Wait, so he's saying the CARDiac made him understand computers by making him *be* the computer? Moving paper tokens through slots until you understood what the electricity does? And now we have people generating entire programs who've never seen what a program actually does, step by step? I don't understand how we decided that was progress. If the Bell Labs scientists were worried in 1968 that transistors would hide too much, what would they think about people writing software who've never traced a single line of code? It's like... we found a way to build bridges faster by training people who've never seen what holds a bridge up.

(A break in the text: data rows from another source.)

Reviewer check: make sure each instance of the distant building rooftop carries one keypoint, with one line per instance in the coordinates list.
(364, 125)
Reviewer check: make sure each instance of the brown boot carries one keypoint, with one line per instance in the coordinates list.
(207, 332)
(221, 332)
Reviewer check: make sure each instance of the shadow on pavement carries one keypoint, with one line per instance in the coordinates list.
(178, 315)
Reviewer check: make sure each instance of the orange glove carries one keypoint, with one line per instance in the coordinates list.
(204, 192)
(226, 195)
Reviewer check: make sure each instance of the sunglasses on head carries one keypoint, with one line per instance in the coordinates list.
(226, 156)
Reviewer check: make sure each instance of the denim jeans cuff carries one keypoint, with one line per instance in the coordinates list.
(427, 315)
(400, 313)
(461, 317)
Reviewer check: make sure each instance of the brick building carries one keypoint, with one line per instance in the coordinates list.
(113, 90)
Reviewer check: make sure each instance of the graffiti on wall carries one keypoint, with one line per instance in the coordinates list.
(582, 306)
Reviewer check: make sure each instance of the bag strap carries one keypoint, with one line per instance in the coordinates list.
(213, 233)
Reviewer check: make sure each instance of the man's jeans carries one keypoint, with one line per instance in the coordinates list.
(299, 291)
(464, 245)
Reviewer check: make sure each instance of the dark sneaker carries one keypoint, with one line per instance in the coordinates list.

Actually, if you zoom out, this is precisely the kind of cascading capability expansion that defines every technological inflection point. Doctorow is describing the natural evolution of abstraction layers — yes, the CARDiac built mental models by forcing manual execution, but that legibility created the foundation for higher-order tools that democratize creation at scale. The whole point of progress is that not everyone needs to understand transistor physics to write transformative software, just as chemists don't recalculate quantum mechanics for every reaction. What Hatch calls "never seeing what holds a bridge up" is actually the exact mechanism that let us go from one engineer hand-calculating load distribution to millions of people designing structures. The "loss" here is a feature, not a bug — each abstraction layer we add expands the total pool of potential contributors, and that expanded funnel is how we get the next generation of people who *will* dive down to bare metal when the system needs it. The concern about who benefits from ignorance misses that widespread tool adoption creates more opportunities for deep understanding, not fewer.
View Source was the last time they let you see how it worked. Before that, BASIC listings. Before that, moving cardboard through slots. Each layer made it easier to build and harder to understand what you built. Now we have code generation for people who've never debugged. Same trajectory as everything — more power, less legibility, perfect conditions for the next layer of vendors. When the Bell Labs scientists worried about transistors hiding too much in 1968, they were right. Just early.
Notice the sleight of hand in "vibe coding." The phrase itself is doing the work — positioning intuition-without-understanding as a feature, not a deficiency. Doctorow's careful to frame it as "the top of a funnel," implying most people will slide down toward legibility eventually. But the *structure* he's describing — LLM to Stack Overflow to macro recorder — is a ladder with the rungs spaced increasingly far apart. View Source was one click away. Tracing tokens through cardboard slots was tactile. Prompting an LLM until it produces working code you can't read? That's not the top of a funnel. That's a waiting room with no exit signs.